As Christians, God tells us that self righteousness and judgmentalism are sinful.
Do not be conformed to this world, but be transformed by the renewal of your mind, that by testing you may discern what is the will of God, what is good and acceptable and perfect. For by the grace given to me I say to everyone among you not to think of himself more highly than he ought to think, but to think with sober judgment, each according to the measure of faith that God has assigned. (Rom 12:2-3 ESV)
The world wants to conform us to its pattern of always thinking we are right and judging others who disagree with us. But as Christians, we should not think of ourselves as always being right, but rather with sound judgment, seek to walk in wisdom with the faith that God has given us. Certainly, this means talking through things with godly, trusted friends (I recently did a devotional on that). But as the church of Jesus, we should be a radical counter culture where it doesn’t matter what someone has done about the vaccine. What matters to us should be encouraging one another to walk by faith in Christ.
It is becoming more and more normalized to ask, “So, have you been vaccinated yet?” Now, with all we have been through this past year, it can certainly seem reasonable to ask about this as vaccinations help us on the road to recovery. But how would we feel if someone asked us, “So what was your income last year?” That would be a fairly intrusive question, wouldn’t it? Now, if they were a friend and you were discussing together how to honor God with your finances, that question would make sense. However, if that question came out of the blue or with a casual acquaintance, that question would be completely inappropriate. Even with a close friend, you’d be well within reason to say, “I don’t feel comfortable discussing that with you,” as you could have many valid reasons for keeping your finances private. Shouldn’t the same principle apply when it comes to our health decisions?

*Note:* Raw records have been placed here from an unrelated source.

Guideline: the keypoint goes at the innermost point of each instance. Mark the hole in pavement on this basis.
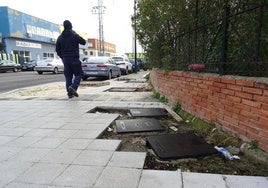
(151, 134)
(129, 89)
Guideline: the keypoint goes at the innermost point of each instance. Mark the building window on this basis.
(48, 55)
(25, 55)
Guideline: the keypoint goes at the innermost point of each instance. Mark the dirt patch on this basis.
(209, 164)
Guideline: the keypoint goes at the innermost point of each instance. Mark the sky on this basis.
(116, 18)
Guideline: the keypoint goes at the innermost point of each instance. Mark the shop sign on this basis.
(28, 44)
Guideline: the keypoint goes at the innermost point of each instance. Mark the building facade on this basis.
(29, 37)
(94, 49)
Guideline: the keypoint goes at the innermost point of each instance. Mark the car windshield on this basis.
(118, 58)
(97, 60)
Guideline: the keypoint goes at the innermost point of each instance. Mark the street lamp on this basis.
(99, 10)
(135, 41)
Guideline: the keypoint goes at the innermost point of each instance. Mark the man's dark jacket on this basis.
(67, 45)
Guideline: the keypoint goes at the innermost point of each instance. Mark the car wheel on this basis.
(84, 78)
(56, 71)
(109, 75)
(119, 73)
(15, 69)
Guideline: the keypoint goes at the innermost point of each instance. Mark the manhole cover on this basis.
(181, 145)
(122, 89)
(138, 125)
(145, 112)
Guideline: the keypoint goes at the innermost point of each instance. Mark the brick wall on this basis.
(238, 104)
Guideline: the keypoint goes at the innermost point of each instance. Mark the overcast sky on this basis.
(116, 19)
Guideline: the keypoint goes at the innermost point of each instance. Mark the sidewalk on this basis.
(52, 142)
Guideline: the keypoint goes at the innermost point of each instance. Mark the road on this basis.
(10, 81)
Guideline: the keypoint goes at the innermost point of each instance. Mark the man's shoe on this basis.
(73, 91)
(70, 96)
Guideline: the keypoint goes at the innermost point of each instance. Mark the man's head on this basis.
(67, 24)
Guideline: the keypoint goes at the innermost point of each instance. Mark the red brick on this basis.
(225, 102)
(264, 134)
(260, 112)
(208, 83)
(233, 99)
(251, 103)
(261, 98)
(261, 85)
(214, 89)
(244, 83)
(234, 87)
(242, 106)
(220, 85)
(249, 128)
(264, 106)
(249, 115)
(244, 95)
(227, 81)
(232, 109)
(253, 90)
(265, 92)
(239, 130)
(214, 79)
(228, 92)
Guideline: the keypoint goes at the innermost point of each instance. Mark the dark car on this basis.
(100, 67)
(132, 61)
(9, 65)
(28, 65)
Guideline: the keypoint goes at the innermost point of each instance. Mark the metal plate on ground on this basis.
(138, 125)
(122, 89)
(181, 145)
(148, 112)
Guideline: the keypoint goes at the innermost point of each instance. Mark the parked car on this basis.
(54, 65)
(9, 65)
(100, 66)
(28, 65)
(123, 63)
(132, 61)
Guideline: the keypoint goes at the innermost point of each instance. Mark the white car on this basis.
(123, 63)
(54, 65)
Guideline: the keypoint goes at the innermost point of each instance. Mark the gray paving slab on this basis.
(93, 157)
(76, 143)
(60, 156)
(103, 144)
(49, 142)
(202, 180)
(160, 179)
(79, 176)
(25, 185)
(6, 139)
(30, 154)
(41, 173)
(23, 142)
(12, 169)
(115, 177)
(128, 159)
(90, 134)
(7, 152)
(245, 181)
(62, 133)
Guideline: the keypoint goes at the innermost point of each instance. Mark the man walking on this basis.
(67, 48)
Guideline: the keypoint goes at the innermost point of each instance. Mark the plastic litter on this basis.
(225, 152)
(173, 128)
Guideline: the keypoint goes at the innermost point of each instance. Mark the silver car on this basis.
(100, 66)
(54, 65)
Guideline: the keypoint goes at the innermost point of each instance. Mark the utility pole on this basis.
(135, 37)
(99, 10)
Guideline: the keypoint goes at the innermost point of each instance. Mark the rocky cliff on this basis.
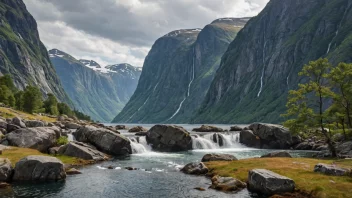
(263, 62)
(22, 54)
(100, 92)
(178, 72)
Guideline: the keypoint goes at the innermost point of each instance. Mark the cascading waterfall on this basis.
(144, 102)
(263, 72)
(337, 31)
(188, 89)
(140, 145)
(216, 141)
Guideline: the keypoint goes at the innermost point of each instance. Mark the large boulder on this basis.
(34, 123)
(137, 129)
(72, 125)
(218, 157)
(227, 184)
(81, 150)
(195, 169)
(269, 183)
(272, 136)
(248, 138)
(41, 138)
(169, 138)
(18, 121)
(344, 150)
(277, 154)
(39, 168)
(104, 140)
(6, 170)
(330, 170)
(207, 128)
(236, 128)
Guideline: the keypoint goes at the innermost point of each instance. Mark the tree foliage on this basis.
(321, 104)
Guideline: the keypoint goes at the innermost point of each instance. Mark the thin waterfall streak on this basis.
(262, 77)
(188, 89)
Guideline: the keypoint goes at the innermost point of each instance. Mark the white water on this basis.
(337, 31)
(262, 77)
(188, 89)
(199, 142)
(145, 102)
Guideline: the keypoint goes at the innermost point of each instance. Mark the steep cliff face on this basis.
(22, 54)
(263, 62)
(177, 73)
(98, 92)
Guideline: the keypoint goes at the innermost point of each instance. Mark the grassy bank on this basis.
(14, 154)
(298, 169)
(10, 113)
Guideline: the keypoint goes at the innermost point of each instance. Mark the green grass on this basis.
(298, 169)
(15, 154)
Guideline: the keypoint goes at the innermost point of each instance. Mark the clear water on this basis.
(158, 174)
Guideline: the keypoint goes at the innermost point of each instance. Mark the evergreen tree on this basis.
(51, 105)
(306, 104)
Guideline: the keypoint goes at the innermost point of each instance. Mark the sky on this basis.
(123, 31)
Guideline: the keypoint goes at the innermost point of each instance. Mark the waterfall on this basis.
(263, 72)
(144, 102)
(188, 89)
(216, 141)
(71, 138)
(140, 145)
(337, 31)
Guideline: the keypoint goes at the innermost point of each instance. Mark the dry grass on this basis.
(298, 169)
(10, 113)
(14, 154)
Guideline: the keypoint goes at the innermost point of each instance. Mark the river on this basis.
(158, 174)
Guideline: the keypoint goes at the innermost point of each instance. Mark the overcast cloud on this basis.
(123, 31)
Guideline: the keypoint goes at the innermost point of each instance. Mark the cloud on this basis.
(116, 31)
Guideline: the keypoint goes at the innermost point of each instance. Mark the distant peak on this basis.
(240, 22)
(90, 63)
(183, 32)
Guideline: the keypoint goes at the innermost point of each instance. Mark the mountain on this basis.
(263, 62)
(22, 54)
(96, 91)
(178, 72)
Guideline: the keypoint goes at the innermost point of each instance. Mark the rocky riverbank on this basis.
(276, 174)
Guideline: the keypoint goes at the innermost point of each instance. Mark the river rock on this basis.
(207, 128)
(18, 121)
(39, 168)
(3, 124)
(272, 136)
(248, 138)
(6, 170)
(236, 128)
(104, 140)
(120, 127)
(12, 127)
(195, 169)
(41, 138)
(269, 183)
(137, 129)
(34, 123)
(73, 171)
(218, 157)
(81, 150)
(71, 125)
(330, 170)
(344, 150)
(227, 184)
(169, 138)
(277, 154)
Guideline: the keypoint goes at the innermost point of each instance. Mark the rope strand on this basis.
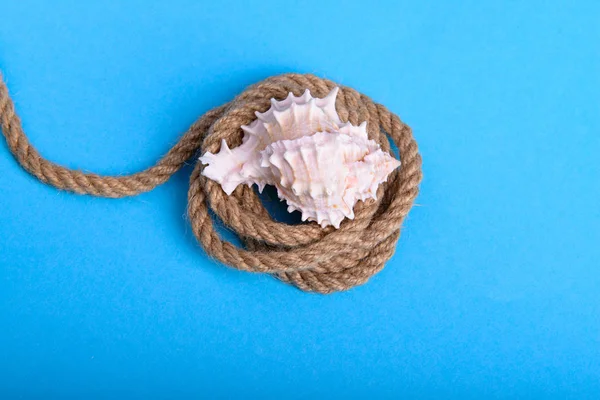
(307, 256)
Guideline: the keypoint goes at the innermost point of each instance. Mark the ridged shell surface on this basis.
(319, 165)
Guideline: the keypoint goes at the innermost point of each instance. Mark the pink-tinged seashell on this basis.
(319, 165)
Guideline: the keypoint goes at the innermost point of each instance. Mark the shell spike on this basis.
(319, 165)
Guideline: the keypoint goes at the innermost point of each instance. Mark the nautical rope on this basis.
(305, 255)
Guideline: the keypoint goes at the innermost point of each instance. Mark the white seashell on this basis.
(319, 165)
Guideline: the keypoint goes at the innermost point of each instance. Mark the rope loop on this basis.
(306, 255)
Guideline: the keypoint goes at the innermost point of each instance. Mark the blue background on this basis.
(494, 288)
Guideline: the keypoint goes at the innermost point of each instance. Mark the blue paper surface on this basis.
(494, 288)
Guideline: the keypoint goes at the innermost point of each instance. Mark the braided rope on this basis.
(305, 255)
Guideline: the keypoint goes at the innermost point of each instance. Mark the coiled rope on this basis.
(305, 255)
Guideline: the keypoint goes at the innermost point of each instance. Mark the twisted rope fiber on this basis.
(305, 255)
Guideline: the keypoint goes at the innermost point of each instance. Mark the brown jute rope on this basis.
(305, 255)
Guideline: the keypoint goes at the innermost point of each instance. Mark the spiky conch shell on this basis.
(319, 165)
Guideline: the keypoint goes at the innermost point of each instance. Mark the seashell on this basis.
(319, 165)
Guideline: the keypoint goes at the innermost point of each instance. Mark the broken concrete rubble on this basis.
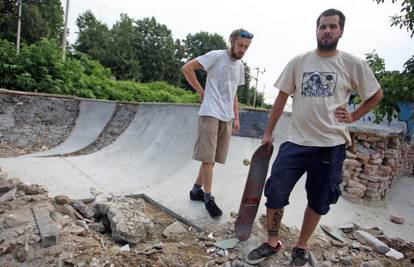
(373, 162)
(81, 242)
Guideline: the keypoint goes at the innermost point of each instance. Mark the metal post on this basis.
(65, 30)
(19, 22)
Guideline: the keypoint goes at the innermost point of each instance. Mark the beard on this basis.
(234, 55)
(331, 46)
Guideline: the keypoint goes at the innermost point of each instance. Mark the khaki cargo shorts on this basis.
(213, 140)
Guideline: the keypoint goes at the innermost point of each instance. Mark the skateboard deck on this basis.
(253, 191)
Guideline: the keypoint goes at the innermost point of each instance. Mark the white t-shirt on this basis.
(319, 85)
(224, 75)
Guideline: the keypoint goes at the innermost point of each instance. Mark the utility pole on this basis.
(65, 30)
(257, 80)
(19, 22)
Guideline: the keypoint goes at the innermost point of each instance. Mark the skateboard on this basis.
(253, 191)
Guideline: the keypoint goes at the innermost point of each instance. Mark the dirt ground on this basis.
(21, 241)
(30, 124)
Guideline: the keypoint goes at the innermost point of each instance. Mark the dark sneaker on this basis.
(299, 257)
(263, 252)
(212, 208)
(197, 196)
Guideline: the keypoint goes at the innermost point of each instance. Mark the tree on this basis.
(40, 19)
(157, 52)
(406, 18)
(397, 86)
(94, 37)
(123, 55)
(202, 42)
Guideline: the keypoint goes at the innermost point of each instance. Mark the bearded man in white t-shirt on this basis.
(219, 108)
(320, 83)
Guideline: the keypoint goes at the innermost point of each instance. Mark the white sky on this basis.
(282, 29)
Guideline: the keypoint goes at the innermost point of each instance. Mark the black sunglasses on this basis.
(247, 35)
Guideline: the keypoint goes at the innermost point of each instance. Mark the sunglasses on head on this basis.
(247, 35)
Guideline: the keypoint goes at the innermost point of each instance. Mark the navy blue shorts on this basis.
(323, 166)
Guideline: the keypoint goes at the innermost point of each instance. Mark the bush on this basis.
(40, 67)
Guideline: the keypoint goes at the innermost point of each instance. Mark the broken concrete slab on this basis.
(47, 227)
(367, 238)
(397, 219)
(333, 232)
(394, 254)
(174, 228)
(227, 243)
(8, 196)
(374, 263)
(81, 207)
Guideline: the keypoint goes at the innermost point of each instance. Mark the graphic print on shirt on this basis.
(319, 84)
(226, 82)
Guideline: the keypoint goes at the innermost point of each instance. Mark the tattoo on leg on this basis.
(273, 228)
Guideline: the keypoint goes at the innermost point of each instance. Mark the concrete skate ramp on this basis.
(153, 157)
(92, 119)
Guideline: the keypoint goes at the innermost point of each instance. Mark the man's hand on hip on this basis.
(236, 126)
(342, 115)
(267, 139)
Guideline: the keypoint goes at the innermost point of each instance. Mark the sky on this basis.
(282, 29)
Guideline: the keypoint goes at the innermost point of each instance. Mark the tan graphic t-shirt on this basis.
(318, 86)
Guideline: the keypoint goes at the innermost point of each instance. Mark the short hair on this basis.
(332, 12)
(240, 33)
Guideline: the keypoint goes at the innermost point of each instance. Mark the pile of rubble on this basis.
(372, 163)
(106, 231)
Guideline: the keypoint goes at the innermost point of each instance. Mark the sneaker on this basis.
(212, 208)
(197, 196)
(299, 257)
(263, 252)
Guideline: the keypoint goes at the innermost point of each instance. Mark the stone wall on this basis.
(373, 161)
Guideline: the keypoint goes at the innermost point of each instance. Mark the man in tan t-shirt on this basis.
(320, 82)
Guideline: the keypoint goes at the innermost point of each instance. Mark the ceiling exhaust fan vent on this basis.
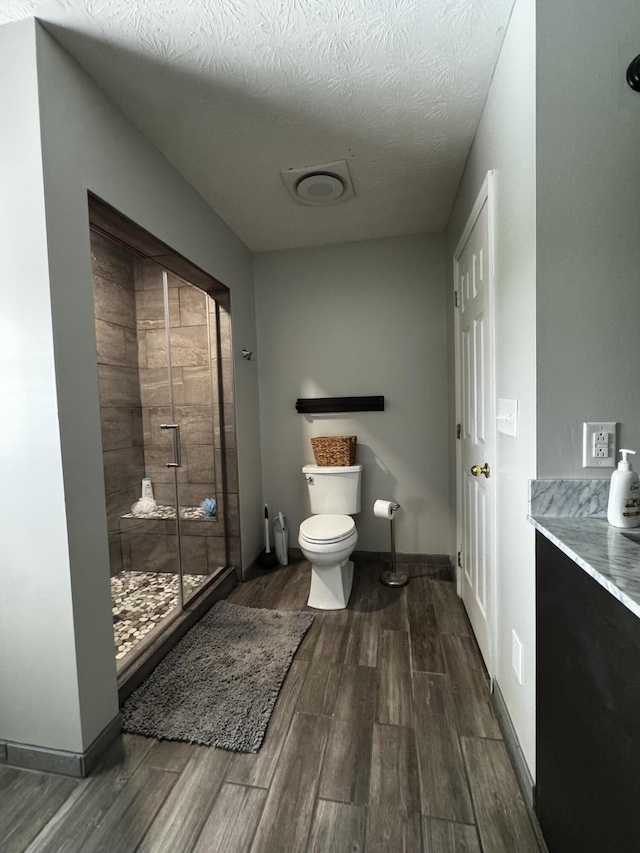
(318, 185)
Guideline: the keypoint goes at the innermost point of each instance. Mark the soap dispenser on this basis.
(624, 495)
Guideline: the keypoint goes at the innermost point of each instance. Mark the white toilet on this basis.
(328, 537)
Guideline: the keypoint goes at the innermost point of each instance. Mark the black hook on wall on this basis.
(633, 74)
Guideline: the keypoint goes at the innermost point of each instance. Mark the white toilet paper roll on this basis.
(385, 509)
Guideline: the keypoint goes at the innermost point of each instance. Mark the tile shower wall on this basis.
(120, 404)
(193, 391)
(134, 395)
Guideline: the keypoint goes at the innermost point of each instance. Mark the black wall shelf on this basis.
(329, 405)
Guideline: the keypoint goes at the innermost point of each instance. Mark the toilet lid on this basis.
(327, 528)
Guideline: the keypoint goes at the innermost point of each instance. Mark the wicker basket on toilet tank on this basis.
(334, 450)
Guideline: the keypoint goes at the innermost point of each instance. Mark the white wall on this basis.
(588, 236)
(349, 320)
(59, 689)
(505, 142)
(37, 644)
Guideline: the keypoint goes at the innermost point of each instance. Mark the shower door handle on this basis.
(177, 449)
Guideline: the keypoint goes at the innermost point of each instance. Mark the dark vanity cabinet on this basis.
(588, 711)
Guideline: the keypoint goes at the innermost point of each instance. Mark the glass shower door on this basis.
(194, 374)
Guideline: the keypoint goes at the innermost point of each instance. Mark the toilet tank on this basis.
(333, 490)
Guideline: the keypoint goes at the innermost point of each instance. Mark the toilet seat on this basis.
(327, 529)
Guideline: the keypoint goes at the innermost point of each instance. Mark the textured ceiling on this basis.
(234, 91)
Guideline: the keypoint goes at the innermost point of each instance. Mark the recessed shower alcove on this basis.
(165, 379)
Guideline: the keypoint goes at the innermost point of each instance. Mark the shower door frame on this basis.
(117, 228)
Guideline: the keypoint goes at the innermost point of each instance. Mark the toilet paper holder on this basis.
(393, 578)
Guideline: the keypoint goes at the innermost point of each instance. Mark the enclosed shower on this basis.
(166, 410)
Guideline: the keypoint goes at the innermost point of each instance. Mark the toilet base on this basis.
(331, 586)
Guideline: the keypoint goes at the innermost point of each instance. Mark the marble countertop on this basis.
(601, 550)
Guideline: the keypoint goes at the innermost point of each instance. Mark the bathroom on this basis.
(542, 264)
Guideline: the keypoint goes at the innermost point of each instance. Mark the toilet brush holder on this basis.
(393, 578)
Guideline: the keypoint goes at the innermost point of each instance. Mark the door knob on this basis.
(476, 470)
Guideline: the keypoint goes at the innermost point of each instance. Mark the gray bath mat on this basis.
(219, 685)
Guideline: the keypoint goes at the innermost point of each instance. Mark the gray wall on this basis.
(588, 255)
(58, 626)
(349, 320)
(505, 142)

I’ve heard the argument that people should have the right to know about a person’s vaccination status since there is safety at risk. But is that a valid concern? According to the latest CDC study, approximately 101 million Americans have been fully vaccinated as of April. Of those vaccinated, there have been only 995 reports of hospitalizations and 160 deaths. While every death is sad and tragic, if you do the math, that breaks down to about a 1 in a million chance that you’ll die from COVID after receiving the vaccine. Also, the data shows that the rate of transmission is almost negligible from vaccinated people. So vaccinated people are doubtful to get, or give, COVID. No wonder the CDC has removed their mask recommendation for vaccinated people. Also, the data from the American Association of Pediatrics shows that between 0.1%-1.9% of all child COVID-19 cases resulted in hospitalization and 0.00%-0.03% of all child COVID-19 cases resulted in death. So it is clear why they state, “severe illness due to COVID-19 is rare among children”. So if you are vaccinated, there doesn’t seem to be a reason for your safety, or the safety of others, that you would need to know someone else’s vaccination status.
Therefore, my appeal is that we would continue to be a community that is charitable with one another and diverse in our points of view while being united in our common faith. In this culture, which is rife with division, may our unity bring honor to Christ and shine His light to those around us.